Your RDA of Irony

Land of the Fleece, Home of the Brazen

Florida election officials concede that there may have some degree of error in disqualifying all the state’s Afro-American voters.  A spokesman for the Governor agreed that all three million people probably weren’t convicted felons, and that having an overdue book from the library is rarely a felony.  There was further doubt that all three million Afro-Americans would simultaneously have taken out a copy of “Gone With the Wind.”  The governor office’s will look into the problem.

There also were electoral problems for the state’s Hispanic community.  Although the ballots were bilingual, the second language turned out to be Middle English.  When asked if the Governor’s office had confused Chaucer with Cervantes, the official response was “As if a real American would care?”  Hispanic-Americans were further confronted with onerous I.D. requirements.  As proof of residency, prospective voters were asked to show land grants from Charles V.

Once again, voters in Miami Beach had problems with the design of the ballots.  Election officials had no idea why this year’s ballots were shaped like swastikas.  “Maybe we were trying to save on paper.  You’d think those people would appreciate being stingy.”

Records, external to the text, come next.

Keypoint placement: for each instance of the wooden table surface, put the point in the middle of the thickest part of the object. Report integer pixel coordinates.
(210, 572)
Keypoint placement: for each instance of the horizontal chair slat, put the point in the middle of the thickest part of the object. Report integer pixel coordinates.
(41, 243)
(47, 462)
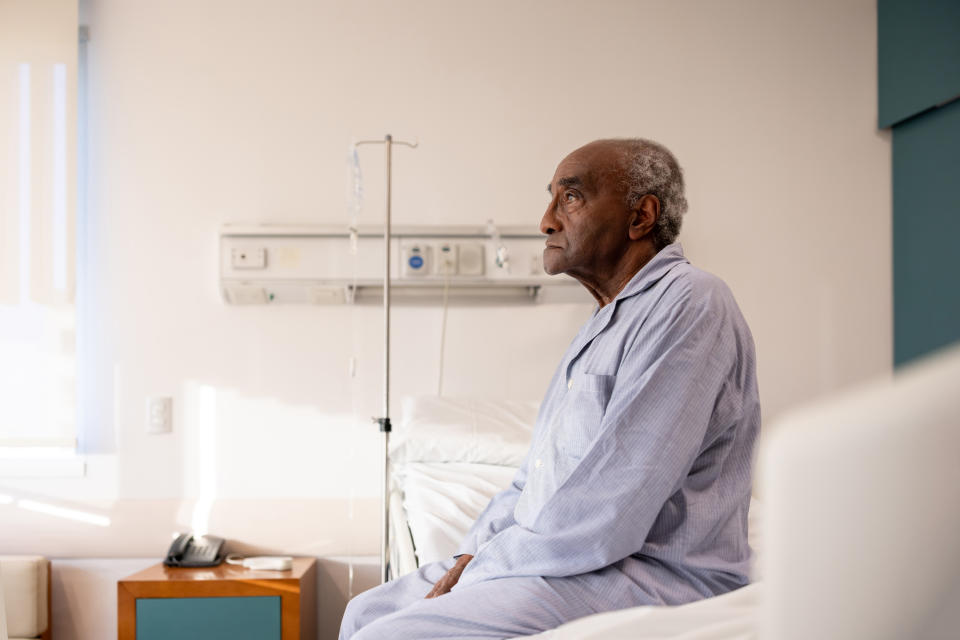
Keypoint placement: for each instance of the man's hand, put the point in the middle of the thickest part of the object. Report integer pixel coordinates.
(450, 578)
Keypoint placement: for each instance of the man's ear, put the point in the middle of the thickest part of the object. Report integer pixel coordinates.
(646, 210)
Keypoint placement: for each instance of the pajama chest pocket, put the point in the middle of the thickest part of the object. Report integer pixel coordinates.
(582, 412)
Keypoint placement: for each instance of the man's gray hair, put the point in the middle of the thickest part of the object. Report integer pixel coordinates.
(651, 168)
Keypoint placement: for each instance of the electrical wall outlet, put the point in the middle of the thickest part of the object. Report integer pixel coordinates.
(159, 414)
(447, 259)
(248, 258)
(470, 259)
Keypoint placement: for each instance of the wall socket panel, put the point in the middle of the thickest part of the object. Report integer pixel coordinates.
(160, 414)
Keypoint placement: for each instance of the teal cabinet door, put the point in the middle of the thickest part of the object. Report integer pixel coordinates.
(248, 618)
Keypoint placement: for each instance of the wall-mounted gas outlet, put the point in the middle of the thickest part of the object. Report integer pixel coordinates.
(159, 414)
(416, 260)
(248, 258)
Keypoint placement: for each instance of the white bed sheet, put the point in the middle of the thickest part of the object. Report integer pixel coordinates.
(442, 500)
(732, 616)
(433, 429)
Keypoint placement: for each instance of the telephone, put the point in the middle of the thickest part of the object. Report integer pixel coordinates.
(195, 551)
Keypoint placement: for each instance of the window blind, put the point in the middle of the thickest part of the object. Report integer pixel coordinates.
(38, 154)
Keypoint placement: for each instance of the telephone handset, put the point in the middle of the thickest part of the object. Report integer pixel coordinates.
(195, 551)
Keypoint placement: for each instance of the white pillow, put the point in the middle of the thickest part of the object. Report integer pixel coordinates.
(433, 429)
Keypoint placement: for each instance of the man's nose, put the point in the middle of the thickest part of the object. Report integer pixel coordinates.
(549, 222)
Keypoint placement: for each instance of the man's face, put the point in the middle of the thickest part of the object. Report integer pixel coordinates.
(587, 219)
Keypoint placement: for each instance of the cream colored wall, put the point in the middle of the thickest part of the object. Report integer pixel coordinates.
(207, 112)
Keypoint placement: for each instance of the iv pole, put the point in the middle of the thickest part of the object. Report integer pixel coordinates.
(384, 421)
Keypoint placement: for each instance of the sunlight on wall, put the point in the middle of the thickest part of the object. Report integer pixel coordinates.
(206, 458)
(63, 512)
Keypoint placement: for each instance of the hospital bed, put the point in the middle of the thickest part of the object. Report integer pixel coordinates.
(860, 512)
(451, 456)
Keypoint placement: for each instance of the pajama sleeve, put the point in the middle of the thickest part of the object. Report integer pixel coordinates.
(497, 516)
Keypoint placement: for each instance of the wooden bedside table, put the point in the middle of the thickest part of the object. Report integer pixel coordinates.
(227, 601)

Governor Romney is predicted to receive 200 percent of Florida’s vote.

Meanwhile in Ohio, in accordance with the Secretary of State’s most recent ruling, certain voters may be required to prove their identity by singing “Camptown Races”.

 

  1. Tosh says:

    The World is as Mel Brooks imagines.

    One of my wifes’ brightest students said you could learn everything you need to know about the world from the Simpsons. That was when my boys were finally allowed to see that show. Now one them is threatening to move to your town to learn Comedy writing at Second City. Probably a more legitimate venture than his time as Economics Correspondant for the National Review (the first 7 months of 2012).

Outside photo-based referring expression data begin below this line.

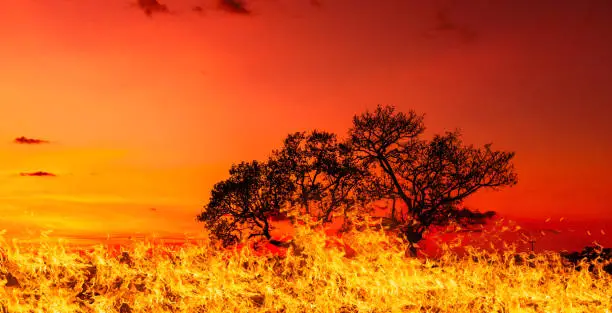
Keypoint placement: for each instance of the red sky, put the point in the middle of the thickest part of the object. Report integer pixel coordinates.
(146, 112)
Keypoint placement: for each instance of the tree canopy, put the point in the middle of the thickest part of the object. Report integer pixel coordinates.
(384, 157)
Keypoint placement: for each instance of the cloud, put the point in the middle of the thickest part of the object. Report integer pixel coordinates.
(38, 174)
(234, 6)
(29, 141)
(152, 6)
(444, 24)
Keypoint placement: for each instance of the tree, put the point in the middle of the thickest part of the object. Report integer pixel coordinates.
(322, 172)
(242, 204)
(431, 177)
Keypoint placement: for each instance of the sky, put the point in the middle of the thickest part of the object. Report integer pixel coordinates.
(141, 109)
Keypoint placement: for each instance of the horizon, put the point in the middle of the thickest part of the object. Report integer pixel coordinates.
(119, 118)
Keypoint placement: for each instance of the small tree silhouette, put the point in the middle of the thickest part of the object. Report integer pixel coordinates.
(242, 204)
(431, 177)
(322, 171)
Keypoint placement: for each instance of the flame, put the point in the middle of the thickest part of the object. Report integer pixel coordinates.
(361, 271)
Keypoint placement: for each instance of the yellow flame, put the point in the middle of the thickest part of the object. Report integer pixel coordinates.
(377, 277)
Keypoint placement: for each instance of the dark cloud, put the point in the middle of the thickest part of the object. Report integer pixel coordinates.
(38, 174)
(234, 6)
(152, 6)
(444, 24)
(29, 141)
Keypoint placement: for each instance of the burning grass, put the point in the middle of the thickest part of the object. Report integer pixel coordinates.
(317, 274)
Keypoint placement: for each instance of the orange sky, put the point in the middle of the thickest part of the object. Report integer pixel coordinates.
(146, 112)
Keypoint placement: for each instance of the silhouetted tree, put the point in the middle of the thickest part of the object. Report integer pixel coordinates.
(242, 204)
(322, 171)
(431, 177)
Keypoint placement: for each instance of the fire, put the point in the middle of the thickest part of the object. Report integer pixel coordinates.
(363, 271)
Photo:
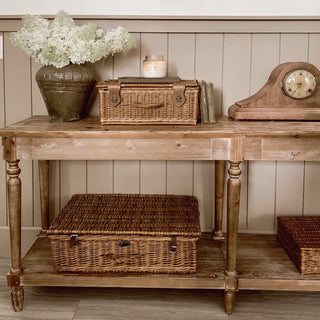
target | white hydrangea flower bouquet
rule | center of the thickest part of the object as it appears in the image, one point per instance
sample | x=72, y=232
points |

    • Eugene Finerman says:

      Tosh,

      Watching “The Simpsons” is the equivalent of a Harvard education. The show’s writers refer to themselves as “Lampoon West”, their oh-so-understated way of letting everyone know that they also wrote for The Lampoon. So the scripts often flaunt an impressive erudition. Not even Jeopardy casually alludes to Lord Palmerston, a rather obscure British prime minister. However, just often there is an unbearable smugness. Once Lisa thought she would have a criminal record; so she lamented, “There goes the Ivy League.” Then Bart began chanting “Lisa’s going to Stanford! Lisa’s going to Stanford!”

      By the way, this is your son’s competition. Lucky him.

      Eugene

  2. Cindy Starks says:

    Eugene — This is too funny. I think Camptown Races, however, is a nice touch.

  3. Peg Pruitt says:

    I’m channeling Mittens: Yes! Way to go Florida and Ohio. Your governors are true Americans.

  4. Michele Hush says:

    Eugene, I’m in a secret bunker hiding from the poll projections right now, but thank you very much for your customary wittily acerbic commentary.

  5. Laura says:

    I live in Ohio. An in-law of mine, who was born in Canada, had no difficulty registering to vote, and has a driver’s license. She’s a voter. She experienced no trouble registering or voting. While I believe it would surpise her to discover that she is doing anything inappropriate, I do applaud her husband who does not agree with her politics for not trying to suppress her vote. I suppose my point is that requiring a photo ID only suppresses certain types of votes, and is a pretty ineffective way to address actual voter fraud.